The result of all of this had been, in part, to make Orberg a national hero to a good segment of the fifteen-to-twenty-five age bracket. He had stopped singing then except for infrequent recording sessions and had turned instead to becoming one of the heads of the protest movement.

That had been one factor, and whatever the right and justice of it, it had seriously weakened the whole military establishment, both in numbers and in prestige. The very words “military establishment” had become an anathema to many people. After the Orberg decision the antimilitary camp had become intensely active; it had sponsored protest movements, speeches, demonstrations, and appeals. By sheer force of rhetoric it had created the illusion that the great majority of the population was with it until a significant number of congressmen began to believe that it might be true. Shortly thereafter, the armed forces had been substantially cut back. The time had seemed right; there had been loud calls for economy and the Department of Defense had had no visible role to play other than to maintain a posture of readiness. Furthermore, the international situation had been giving every appearance of simmering down during the several preceding months until the unexpected challenge had come with lightning speed and total surprise. Obviously those on the other side had been reading von Clausewitz.

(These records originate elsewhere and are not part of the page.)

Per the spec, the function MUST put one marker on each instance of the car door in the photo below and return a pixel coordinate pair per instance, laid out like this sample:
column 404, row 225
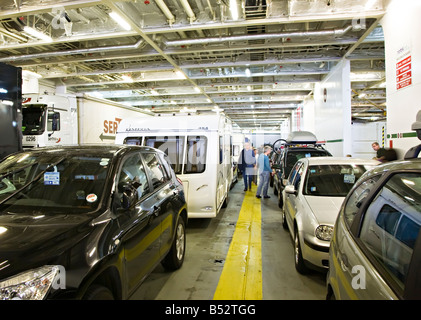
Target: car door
column 346, row 252
column 164, row 191
column 291, row 199
column 139, row 229
column 389, row 230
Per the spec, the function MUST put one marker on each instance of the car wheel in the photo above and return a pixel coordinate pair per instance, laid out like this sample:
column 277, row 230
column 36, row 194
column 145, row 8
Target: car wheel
column 280, row 200
column 284, row 220
column 298, row 257
column 175, row 257
column 98, row 292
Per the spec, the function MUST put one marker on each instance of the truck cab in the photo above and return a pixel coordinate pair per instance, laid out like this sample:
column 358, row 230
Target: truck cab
column 48, row 120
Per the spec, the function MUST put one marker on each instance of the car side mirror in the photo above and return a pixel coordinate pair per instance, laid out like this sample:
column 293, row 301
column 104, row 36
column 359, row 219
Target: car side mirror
column 290, row 189
column 129, row 196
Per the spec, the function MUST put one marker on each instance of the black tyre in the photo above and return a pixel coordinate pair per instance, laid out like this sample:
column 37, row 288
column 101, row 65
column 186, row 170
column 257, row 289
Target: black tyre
column 98, row 292
column 175, row 257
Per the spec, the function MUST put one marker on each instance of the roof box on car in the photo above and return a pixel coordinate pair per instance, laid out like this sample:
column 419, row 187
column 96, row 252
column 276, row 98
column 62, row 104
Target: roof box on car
column 301, row 137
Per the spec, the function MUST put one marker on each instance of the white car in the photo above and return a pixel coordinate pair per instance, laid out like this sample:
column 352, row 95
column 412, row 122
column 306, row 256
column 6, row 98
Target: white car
column 312, row 198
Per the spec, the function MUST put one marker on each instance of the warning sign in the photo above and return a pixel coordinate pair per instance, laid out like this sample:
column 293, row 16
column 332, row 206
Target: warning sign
column 404, row 73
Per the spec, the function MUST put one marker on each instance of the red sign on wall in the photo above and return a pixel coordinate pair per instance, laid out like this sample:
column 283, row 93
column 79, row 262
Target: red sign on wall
column 404, row 73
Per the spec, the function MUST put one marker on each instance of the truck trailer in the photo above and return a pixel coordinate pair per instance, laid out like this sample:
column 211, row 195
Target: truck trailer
column 69, row 119
column 199, row 147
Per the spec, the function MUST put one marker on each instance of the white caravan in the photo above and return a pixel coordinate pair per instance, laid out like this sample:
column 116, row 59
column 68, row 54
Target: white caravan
column 199, row 147
column 49, row 120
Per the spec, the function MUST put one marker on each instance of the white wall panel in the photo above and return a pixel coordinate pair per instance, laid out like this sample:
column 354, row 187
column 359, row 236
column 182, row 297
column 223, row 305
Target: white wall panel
column 402, row 31
column 332, row 112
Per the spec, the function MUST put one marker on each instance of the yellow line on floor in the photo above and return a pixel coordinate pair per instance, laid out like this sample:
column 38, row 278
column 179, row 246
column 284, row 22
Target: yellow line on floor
column 241, row 277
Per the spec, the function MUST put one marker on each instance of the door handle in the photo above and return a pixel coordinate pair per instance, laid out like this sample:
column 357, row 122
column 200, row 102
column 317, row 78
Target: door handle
column 343, row 259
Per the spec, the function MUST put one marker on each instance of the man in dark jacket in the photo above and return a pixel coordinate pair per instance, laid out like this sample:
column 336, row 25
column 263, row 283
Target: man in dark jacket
column 246, row 164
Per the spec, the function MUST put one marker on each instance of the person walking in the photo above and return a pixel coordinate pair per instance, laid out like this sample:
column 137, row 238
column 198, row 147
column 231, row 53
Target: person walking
column 246, row 164
column 264, row 173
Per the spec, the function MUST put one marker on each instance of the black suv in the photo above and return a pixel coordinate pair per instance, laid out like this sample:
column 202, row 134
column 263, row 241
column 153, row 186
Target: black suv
column 300, row 144
column 87, row 222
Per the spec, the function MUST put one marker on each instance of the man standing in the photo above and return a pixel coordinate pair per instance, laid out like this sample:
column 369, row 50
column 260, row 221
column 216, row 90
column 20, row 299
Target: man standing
column 264, row 173
column 246, row 164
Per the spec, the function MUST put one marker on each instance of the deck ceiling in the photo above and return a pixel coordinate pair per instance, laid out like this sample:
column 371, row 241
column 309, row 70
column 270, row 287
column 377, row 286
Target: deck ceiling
column 255, row 59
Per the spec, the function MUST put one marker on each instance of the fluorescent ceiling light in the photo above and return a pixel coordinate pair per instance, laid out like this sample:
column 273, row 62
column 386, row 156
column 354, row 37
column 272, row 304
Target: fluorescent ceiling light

Hewlitt remembered next Senator Solomon Fitzhugh, the Mid-westerner who had successfully parlayed his biblical name and its connotations of great wisdom into four successive terms in the United States Senate and eventually the chairmanship of one of its most powerful committees. The Fitzhugh committee had created a private hell for the State Department through its relentless probing into certain secret commitments which had been entered into with the President’s full knowledge and approval, but which had not been made public for well-established reasons. The senator himself had been vastly irritated that he had not been made privy to all that was going on and he had sought to take revenge through the power of his office. That had been the springboard which had launched some notably heated testimony.

One of the high points of the committee hearings had been the appearance of Admiral Barney Haymarket. The former Chief of Naval Operations had been in retirement for more than two years when he had been summoned once more to come back and be heard on the hill. In the nourishing light of publicity Fitzhugh had pounded away and the admiral had parried him with the expert technique of one who had faced congressional committees many times before. The admiral had maintained that since he was no longer part of the military establishment, the only information he was qualified to give was largely of a historical nature. Fitzhugh had refused to buy that, of course, and the battle had been joined.

“Admiral Haymarket, I’m going to ask you a point-blank question,” Fitzhugh had said when the afternoon had been well advanced. “Isn’t it true that during the time you were in the Navy, while you were occupying a position of very high responsibility, you had knowledge of certain secret international agreements which could, under some circumstances, bear on the posture of our fighting ships at sea?”